Le valproate (Dépakine®, Micropakine®) est faiblement excrété dans le lait humain, et son taux sérique infantile est faible ou inférieur à la limite de détection. Il est très largement utilisé depuis des décennies pour traiter l’épilepsie et le trouble bipolaire, sans qu’aucun effet secondaire avéré n’ait été rapporté chez les enfants allaités. Théoriquement, il pourrait présenter une toxicité hépatique, et on suivra donc l’enfant à la recherche d’un ictère ou d’un autre problème hépatique. Un cas de thrombocytopénie a été rapporté, mais il semble peu probable que le valproate soit en cause. Il sera toutefois prudent de suivre également la survenue de saignements anormaux chez l’enfant.

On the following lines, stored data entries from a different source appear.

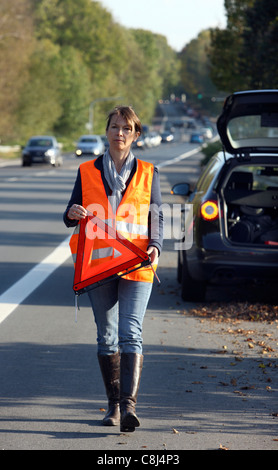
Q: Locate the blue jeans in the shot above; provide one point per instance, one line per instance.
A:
(119, 308)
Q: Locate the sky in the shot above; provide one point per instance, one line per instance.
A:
(179, 20)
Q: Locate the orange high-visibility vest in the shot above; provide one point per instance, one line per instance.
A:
(131, 219)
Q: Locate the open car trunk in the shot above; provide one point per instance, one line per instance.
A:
(250, 205)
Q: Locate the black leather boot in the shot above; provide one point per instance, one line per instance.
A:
(110, 369)
(131, 369)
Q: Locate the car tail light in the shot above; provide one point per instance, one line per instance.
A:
(209, 210)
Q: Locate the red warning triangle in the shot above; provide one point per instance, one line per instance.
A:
(126, 256)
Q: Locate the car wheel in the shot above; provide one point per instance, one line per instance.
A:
(191, 290)
(179, 270)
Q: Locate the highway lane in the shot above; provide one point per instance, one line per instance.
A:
(31, 229)
(51, 392)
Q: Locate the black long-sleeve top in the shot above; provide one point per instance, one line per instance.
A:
(155, 205)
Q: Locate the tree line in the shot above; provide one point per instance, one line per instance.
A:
(57, 56)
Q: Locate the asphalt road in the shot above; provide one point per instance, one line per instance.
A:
(203, 387)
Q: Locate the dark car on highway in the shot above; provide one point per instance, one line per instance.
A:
(42, 149)
(234, 228)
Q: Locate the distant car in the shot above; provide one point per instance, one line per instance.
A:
(139, 143)
(152, 139)
(233, 233)
(89, 145)
(197, 138)
(167, 137)
(42, 149)
(105, 141)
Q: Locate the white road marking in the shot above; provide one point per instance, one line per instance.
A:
(17, 293)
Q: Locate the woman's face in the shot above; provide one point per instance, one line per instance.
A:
(121, 134)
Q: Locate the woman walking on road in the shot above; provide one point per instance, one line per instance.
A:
(117, 180)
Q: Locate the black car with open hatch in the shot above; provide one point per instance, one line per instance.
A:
(234, 227)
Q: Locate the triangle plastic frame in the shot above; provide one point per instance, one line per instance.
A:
(131, 259)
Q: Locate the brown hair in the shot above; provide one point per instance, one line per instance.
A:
(128, 114)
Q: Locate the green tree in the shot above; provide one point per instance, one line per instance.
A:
(259, 53)
(195, 70)
(16, 45)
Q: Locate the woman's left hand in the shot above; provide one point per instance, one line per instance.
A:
(153, 253)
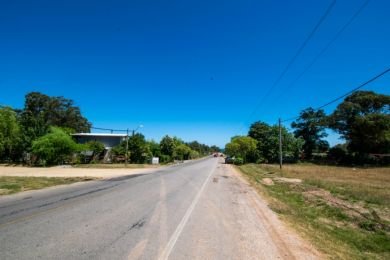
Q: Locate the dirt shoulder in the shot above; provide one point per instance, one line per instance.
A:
(344, 212)
(69, 172)
(283, 236)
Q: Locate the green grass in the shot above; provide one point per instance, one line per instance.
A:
(10, 184)
(114, 166)
(336, 230)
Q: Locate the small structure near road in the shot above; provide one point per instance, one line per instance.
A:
(108, 140)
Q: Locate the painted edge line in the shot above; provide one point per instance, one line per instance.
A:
(173, 239)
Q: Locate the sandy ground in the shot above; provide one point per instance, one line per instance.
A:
(70, 172)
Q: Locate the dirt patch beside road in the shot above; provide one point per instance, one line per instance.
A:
(69, 172)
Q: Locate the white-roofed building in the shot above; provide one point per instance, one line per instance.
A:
(109, 140)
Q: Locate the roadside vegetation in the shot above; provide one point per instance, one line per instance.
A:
(338, 197)
(362, 120)
(10, 184)
(40, 135)
(343, 211)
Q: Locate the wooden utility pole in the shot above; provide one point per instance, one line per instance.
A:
(280, 144)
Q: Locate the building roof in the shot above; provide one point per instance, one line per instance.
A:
(99, 134)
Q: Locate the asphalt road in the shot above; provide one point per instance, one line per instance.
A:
(197, 210)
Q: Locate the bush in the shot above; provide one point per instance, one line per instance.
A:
(238, 161)
(165, 158)
(338, 154)
(55, 147)
(95, 146)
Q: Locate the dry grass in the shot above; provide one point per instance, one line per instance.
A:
(114, 166)
(344, 211)
(11, 184)
(371, 185)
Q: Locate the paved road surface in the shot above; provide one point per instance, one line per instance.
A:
(198, 210)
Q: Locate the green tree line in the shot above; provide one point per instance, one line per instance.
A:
(40, 133)
(362, 120)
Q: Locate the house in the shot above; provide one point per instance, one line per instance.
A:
(108, 140)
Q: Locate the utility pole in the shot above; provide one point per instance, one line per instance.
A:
(127, 146)
(280, 144)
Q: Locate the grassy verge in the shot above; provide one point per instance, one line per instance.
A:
(114, 166)
(345, 212)
(10, 185)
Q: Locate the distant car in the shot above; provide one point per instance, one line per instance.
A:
(229, 159)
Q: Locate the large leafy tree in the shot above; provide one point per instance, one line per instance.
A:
(167, 145)
(244, 147)
(267, 138)
(139, 149)
(310, 126)
(55, 147)
(363, 120)
(10, 135)
(182, 152)
(41, 112)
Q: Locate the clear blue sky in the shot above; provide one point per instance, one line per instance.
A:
(195, 69)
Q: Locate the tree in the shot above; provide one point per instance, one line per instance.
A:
(167, 145)
(139, 149)
(244, 147)
(182, 152)
(10, 135)
(154, 148)
(310, 126)
(95, 146)
(363, 120)
(267, 138)
(42, 111)
(55, 147)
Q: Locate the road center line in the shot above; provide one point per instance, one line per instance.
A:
(173, 239)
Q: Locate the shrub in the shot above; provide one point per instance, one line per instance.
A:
(55, 147)
(238, 161)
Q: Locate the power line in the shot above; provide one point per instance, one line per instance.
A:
(346, 94)
(289, 64)
(336, 36)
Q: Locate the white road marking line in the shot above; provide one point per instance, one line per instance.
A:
(172, 241)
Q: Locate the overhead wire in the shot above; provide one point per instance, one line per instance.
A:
(346, 94)
(326, 47)
(292, 60)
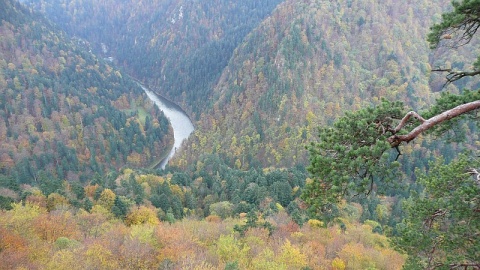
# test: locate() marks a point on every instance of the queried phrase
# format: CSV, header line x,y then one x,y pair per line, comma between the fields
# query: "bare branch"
x,y
405,119
396,140
453,76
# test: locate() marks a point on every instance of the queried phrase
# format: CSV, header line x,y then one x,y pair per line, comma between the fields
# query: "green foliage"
x,y
351,156
442,225
253,222
64,113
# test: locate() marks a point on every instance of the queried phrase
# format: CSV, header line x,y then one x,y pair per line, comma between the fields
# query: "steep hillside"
x,y
64,114
308,63
180,47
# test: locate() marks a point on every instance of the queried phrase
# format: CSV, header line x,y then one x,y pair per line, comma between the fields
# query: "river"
x,y
181,124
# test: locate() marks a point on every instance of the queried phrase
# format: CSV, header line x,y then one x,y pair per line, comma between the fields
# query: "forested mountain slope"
x,y
178,46
260,76
308,63
65,114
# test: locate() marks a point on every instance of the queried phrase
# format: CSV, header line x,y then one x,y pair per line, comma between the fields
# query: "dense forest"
x,y
65,114
286,168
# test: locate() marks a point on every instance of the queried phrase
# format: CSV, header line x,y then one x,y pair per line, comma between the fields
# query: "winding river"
x,y
181,124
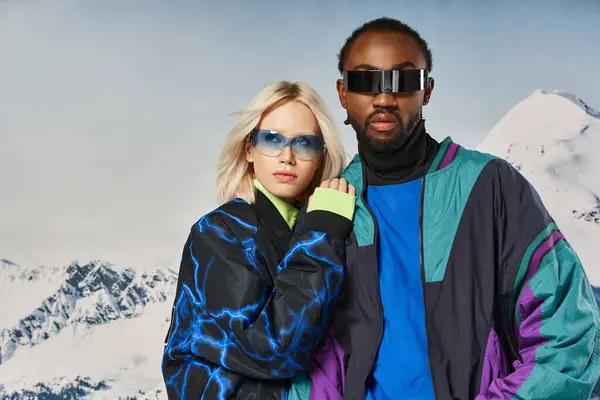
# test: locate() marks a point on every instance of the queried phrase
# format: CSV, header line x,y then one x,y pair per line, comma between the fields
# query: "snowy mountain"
x,y
96,330
553,139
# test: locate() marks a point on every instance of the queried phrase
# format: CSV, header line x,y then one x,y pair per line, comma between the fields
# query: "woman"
x,y
255,291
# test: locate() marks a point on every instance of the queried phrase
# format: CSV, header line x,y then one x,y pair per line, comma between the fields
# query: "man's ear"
x,y
249,150
428,90
339,86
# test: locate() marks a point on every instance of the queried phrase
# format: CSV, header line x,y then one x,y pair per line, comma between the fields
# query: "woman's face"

Le zonisamide (Zonegran®) a fait l’objet de 3 études concernant son excrétion lactée, qui ont montré que la prise maternelle de doses allant jusqu’à 400 mg/jour était à l’origine d’un taux lacté élevé. Dans une étude, le bébé d’une mère qui en prenait une dose non précisée pendant la grossesse puis pendant l’allaitement avait à J9 un taux sérique de zonisamide de 3,6 mg/l, soit 17 % du taux sérique maternel. La demi-vie sérique du zonisamide chez l’enfant était évaluée à environ 100 heures. Toutefois, le taux sérique infantile a baissé pendant le 1er mois post-partum en dépit de l’allaitement. Selon les études, le nourrisson allaité recevait via le lait maternel une dose représentant 17 à 36 % de la dose maternelle ajustée pour le poids. Certains estiment que les mères traitées par zonisamide devraient allaiter partiellement afin de limiter l’exposition de leur bébé à ce produit. Même si aucun effet secondaire n’a été rapporté chez les enfants allaités, ce produit semble présenter un risque plus élevé de syndrome de Stevens-Johnson ou de syndrome de Lyell que tous les autres antiépileptiques.
En conclusion
La majorité des antiépileptiques sont utilisables pendant l’allaitement en monothérapie. Les produits pour lesquels un suivi à plus long terme a été mené ne sont pas associés au constat d’un impact sur le neurodéveloppement des enfants allaités, mais cela pourrait être différent si la femme prend plusieurs antiépileptiques, ou d’autres produits à visée neurologique. Des effets secondaires aigus ont été rapportés avec certains produits (lamotrigine par exemple). Les enfants allaités par une mère sous antiépileptique devraient donc être régulièrement suivis à la recherche d’épisodes d’apnée, de sédation, de faible prise de poids, ainsi que sur le plan de leur développement général, tout particulièrement chez les petits nourrissons et lorsque la mère prend plusieurs produits. Dans la mesure où les antiépileptiques sont corrélés à un risque plus élevé de syndrome de Stevens-Johnson ou de syndrome de Lyell que d’autres classes de médicaments, il faudra surveiller de près la survenue éventuelle d’un rash chez le bébé allaité. Rechercher le taux sérique infantile de l’antiépileptique pris par la mère ne sera utile que si l’enfant présente des signes cliniques faisant suspecter chez lui un impact toxique du produit.